夜露を纏う刃のように、常より艶の増した濡れた髪をがしがしとタオルで拭っていく。そのままにしようとしたら、リゼルに拭く様に言われたからだ。
「ぷは」
一気に拭い、天井を見上げて息を吐く。
夕食も美味しくて、いっぱい食べて、交わされる会話に時々混じって、お風呂に入って、クァトは今満足感に浸っていた。奴隷と呼ばれていた時も不自由は無いと思っていたが、今となれば本当にただ不自由が無かっただけなんだと謎の感心さえしてしまう。
「気持ちよかったですか?」
「気持ちよかった」
書き物用の机にある椅子に腰かけて本を読んでいたリゼルが此方を見下ろすのに、目元を緩める。
これが、何より幸せ。穏やかな視線が此方を向いていて、語りかけてくれる。許されればこれが失われるというなら、一生許されなくて良い。
許されて無かった事にされてしまう事が、何より恐ろしいのだから。
「眠かったら先に寝てて下さい」
「貴方、寝ない?」
「もう少し読んでから寝ます。明日も早いし、俺もすぐ寝ますよ」
優しく微笑まれ、クァトはきゅうと目を細めた。
それが眠気からの仕草だと思ったのだろう、リゼルが立ち上がり部屋を照らすランプを消す。後に残るのは机の上で本を照らしている、リゼルの魔法の光だけだった。

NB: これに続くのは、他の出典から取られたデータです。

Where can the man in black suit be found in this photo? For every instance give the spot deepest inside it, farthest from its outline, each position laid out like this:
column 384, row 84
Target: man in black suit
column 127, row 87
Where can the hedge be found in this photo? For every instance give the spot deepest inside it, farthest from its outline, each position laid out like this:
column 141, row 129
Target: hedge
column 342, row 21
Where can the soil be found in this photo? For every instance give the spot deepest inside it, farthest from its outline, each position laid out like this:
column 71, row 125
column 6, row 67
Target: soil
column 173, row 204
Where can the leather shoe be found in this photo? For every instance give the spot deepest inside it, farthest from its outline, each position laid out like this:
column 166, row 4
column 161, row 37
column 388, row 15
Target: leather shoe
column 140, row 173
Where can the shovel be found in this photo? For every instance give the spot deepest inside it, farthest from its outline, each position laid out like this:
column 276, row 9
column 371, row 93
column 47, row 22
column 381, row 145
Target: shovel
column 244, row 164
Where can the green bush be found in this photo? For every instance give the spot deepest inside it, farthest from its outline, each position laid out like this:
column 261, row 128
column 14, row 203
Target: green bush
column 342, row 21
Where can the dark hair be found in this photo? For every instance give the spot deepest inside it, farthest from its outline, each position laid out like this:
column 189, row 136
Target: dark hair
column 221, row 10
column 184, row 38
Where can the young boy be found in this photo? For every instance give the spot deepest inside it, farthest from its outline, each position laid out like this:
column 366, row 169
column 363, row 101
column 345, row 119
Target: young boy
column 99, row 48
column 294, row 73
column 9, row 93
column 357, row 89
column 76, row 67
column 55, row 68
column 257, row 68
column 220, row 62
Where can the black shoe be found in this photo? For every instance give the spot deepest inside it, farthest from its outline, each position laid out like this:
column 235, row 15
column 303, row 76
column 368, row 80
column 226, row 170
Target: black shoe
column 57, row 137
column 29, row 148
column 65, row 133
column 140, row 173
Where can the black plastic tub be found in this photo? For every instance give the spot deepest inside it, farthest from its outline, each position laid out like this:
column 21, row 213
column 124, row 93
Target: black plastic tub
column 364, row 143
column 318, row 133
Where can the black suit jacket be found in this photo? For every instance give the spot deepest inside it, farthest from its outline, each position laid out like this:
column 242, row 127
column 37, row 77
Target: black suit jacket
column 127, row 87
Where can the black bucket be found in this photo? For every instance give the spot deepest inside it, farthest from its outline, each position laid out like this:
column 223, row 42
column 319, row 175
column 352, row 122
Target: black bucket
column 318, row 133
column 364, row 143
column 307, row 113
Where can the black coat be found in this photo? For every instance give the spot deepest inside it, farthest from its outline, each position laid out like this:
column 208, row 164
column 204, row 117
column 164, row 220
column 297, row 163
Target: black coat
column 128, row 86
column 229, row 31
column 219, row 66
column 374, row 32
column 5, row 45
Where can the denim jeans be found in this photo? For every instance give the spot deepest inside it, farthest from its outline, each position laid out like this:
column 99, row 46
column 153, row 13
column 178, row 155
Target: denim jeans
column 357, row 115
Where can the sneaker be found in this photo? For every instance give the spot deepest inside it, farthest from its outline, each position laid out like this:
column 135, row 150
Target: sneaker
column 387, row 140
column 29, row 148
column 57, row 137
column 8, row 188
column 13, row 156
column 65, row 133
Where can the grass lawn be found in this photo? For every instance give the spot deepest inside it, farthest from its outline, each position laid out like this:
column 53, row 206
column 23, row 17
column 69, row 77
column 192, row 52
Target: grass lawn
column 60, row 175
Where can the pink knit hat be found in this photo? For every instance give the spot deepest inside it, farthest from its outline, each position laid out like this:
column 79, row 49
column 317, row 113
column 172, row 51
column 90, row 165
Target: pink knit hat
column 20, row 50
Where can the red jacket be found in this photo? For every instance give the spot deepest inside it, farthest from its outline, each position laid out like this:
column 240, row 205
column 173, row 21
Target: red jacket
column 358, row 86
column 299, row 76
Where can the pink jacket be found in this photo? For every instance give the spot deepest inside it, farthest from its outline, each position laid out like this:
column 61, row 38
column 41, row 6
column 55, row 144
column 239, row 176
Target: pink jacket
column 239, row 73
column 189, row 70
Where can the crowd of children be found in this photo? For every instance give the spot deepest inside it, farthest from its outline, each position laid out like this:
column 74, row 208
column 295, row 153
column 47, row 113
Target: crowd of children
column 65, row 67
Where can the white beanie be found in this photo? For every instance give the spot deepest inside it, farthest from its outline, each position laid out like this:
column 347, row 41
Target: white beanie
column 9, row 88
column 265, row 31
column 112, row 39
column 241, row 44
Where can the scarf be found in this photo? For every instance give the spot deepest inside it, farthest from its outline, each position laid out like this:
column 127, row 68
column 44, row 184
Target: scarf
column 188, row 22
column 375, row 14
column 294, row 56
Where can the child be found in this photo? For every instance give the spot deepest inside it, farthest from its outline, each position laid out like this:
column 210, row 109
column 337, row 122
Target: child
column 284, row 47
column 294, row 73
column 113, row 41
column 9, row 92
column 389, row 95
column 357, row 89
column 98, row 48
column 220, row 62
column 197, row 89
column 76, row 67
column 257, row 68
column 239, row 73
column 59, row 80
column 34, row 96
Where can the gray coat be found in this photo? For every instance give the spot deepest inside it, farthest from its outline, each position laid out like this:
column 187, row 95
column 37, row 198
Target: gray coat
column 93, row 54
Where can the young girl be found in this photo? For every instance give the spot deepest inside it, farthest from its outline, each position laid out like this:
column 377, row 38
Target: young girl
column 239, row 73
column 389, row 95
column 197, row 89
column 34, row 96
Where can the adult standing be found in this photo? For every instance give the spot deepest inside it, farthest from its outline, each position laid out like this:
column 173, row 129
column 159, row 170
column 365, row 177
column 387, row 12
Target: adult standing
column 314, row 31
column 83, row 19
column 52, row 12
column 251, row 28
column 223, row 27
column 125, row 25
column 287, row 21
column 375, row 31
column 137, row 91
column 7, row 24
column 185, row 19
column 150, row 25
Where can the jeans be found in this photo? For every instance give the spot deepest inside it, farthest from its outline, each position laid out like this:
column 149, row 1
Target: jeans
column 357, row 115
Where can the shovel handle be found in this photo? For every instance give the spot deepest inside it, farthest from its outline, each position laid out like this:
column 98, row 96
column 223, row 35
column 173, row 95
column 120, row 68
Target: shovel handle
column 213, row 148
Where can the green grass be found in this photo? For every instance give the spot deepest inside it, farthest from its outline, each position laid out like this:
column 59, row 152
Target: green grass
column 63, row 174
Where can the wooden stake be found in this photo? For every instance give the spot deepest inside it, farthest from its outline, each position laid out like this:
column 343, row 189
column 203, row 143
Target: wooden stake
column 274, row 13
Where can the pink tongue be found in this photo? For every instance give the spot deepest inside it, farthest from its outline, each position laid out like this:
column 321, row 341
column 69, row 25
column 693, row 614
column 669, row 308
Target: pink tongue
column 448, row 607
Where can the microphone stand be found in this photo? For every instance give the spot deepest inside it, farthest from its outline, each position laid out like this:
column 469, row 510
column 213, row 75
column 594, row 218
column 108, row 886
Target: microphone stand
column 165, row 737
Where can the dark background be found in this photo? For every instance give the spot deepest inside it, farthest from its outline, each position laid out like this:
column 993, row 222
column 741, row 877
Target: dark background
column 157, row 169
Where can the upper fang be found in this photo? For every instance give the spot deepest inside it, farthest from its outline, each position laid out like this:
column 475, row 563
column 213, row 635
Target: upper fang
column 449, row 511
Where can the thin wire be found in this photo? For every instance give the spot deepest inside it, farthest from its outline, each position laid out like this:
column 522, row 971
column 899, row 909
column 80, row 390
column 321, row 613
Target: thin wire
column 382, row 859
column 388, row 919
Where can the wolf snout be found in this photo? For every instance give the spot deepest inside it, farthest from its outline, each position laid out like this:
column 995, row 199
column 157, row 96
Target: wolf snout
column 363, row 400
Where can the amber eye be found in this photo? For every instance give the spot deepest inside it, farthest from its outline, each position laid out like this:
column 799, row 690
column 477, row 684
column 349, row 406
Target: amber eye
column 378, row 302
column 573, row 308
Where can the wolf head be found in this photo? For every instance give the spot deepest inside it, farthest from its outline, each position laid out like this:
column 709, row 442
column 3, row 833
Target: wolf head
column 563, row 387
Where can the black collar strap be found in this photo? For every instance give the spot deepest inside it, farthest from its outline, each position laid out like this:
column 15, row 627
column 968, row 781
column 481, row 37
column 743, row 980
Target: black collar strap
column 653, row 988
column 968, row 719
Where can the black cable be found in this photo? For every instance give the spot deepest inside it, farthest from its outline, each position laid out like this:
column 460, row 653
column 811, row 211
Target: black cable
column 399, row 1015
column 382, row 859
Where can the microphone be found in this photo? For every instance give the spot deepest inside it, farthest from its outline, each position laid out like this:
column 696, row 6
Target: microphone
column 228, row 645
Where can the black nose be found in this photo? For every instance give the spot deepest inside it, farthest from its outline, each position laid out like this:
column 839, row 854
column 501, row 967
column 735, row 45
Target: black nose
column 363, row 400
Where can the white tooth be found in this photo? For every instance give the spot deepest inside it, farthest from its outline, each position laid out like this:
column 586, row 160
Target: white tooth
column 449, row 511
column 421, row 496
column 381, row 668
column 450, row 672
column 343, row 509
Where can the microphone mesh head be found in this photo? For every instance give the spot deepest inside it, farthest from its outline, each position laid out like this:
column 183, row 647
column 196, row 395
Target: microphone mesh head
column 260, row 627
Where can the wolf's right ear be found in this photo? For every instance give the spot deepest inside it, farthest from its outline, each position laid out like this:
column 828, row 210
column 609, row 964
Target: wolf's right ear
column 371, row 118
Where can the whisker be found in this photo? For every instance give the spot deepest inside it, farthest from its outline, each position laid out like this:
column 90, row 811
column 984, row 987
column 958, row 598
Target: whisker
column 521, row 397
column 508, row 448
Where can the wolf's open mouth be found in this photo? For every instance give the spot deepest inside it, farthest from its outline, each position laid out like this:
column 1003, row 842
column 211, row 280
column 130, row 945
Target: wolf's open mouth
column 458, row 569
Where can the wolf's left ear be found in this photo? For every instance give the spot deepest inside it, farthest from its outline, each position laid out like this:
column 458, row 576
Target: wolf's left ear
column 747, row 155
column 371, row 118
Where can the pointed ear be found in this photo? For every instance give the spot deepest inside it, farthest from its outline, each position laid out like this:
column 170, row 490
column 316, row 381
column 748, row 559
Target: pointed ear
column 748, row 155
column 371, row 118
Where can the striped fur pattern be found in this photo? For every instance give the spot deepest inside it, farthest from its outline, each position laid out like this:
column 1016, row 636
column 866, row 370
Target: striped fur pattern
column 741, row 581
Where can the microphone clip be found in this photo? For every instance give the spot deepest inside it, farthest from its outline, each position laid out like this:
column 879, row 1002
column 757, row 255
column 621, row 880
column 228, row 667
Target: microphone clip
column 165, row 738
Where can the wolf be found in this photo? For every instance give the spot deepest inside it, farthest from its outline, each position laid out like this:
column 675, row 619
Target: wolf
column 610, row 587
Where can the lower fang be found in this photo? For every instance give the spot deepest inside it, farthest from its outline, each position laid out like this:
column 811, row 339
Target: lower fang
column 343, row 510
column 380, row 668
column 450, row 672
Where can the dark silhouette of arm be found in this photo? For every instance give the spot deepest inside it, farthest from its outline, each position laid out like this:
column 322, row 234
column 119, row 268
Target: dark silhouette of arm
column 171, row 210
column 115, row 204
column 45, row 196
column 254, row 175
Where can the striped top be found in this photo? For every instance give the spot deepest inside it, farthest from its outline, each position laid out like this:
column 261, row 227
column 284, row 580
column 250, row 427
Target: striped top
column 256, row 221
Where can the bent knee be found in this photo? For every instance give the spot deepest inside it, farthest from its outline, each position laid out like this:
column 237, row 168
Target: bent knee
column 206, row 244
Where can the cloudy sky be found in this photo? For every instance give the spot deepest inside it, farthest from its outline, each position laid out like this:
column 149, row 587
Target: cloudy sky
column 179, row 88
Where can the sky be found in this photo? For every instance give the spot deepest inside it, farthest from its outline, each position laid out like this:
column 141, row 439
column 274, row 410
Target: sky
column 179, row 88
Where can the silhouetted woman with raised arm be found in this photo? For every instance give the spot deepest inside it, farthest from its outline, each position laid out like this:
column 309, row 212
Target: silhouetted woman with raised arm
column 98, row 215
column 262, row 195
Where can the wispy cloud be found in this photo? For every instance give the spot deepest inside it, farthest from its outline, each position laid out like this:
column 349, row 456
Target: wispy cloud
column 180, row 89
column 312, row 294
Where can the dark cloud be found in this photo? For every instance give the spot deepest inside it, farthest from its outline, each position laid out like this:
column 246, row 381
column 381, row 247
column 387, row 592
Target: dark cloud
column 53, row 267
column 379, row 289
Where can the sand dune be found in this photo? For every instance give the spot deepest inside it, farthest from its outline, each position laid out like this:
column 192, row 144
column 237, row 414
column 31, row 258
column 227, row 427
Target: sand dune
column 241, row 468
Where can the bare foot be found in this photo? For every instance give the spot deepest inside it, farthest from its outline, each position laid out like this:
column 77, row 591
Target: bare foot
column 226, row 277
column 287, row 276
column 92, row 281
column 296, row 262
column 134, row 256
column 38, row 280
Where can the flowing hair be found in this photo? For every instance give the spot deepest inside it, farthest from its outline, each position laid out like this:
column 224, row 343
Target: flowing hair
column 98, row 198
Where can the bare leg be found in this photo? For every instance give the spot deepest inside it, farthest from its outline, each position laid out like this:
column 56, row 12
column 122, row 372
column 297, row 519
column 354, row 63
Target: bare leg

そうすると、クァトもどうやら自分は眠たかったようだと気付く。宿主が持ってきた毛布はリゼルのベッドの上に畳まれて置かれていて、ずるずるとそれを引き寄せた。
「毛布、足りなくないですか?」
「大丈夫」
「そうですか」
暗くなった部屋では、不思議と先ほどより声が響くような気がした。
少しだけ小声になったクァトに可笑しそうなリゼルの、その静かな笑い声が耳を擽る。それに眠気が増した気がしたが、それは随分と心地が良かった。
その心地のまま寝てしまおうと、ごそごそと毛布に包まるクァトの髪にふいに優しい感触が触れる。
「おやすみなさい」
指先はまだ少し湿った髪を二、三度梳いて離れて行った。
無意識に目で追った指と、背。リゼルは直ぐに机に戻り読書を再開する。
「……」
零れた声が何と言ったかは、不思議とクァトにも分からなかった。或いは何も言っていないのかもしれない。
何だか凄く眠くて、クァトはベッドの直ぐ傍でごろりと寝ころんだ。もぞもぞと足で体の下敷きにしている毛布の皺を伸ばし、背を丸めてようやく落ち着いたように深く息を吐く。
落ちる瞼に逆らう事無く、沈んでいく意識に身を任せる。しかし完全に眠りに落ちる直前、その唇が薄っすらと開かれた。
「おやすみ、なさい」
この部屋の明かりが完全になくなる頃、もう一度髪を撫でる手があった事をクァトは知らない。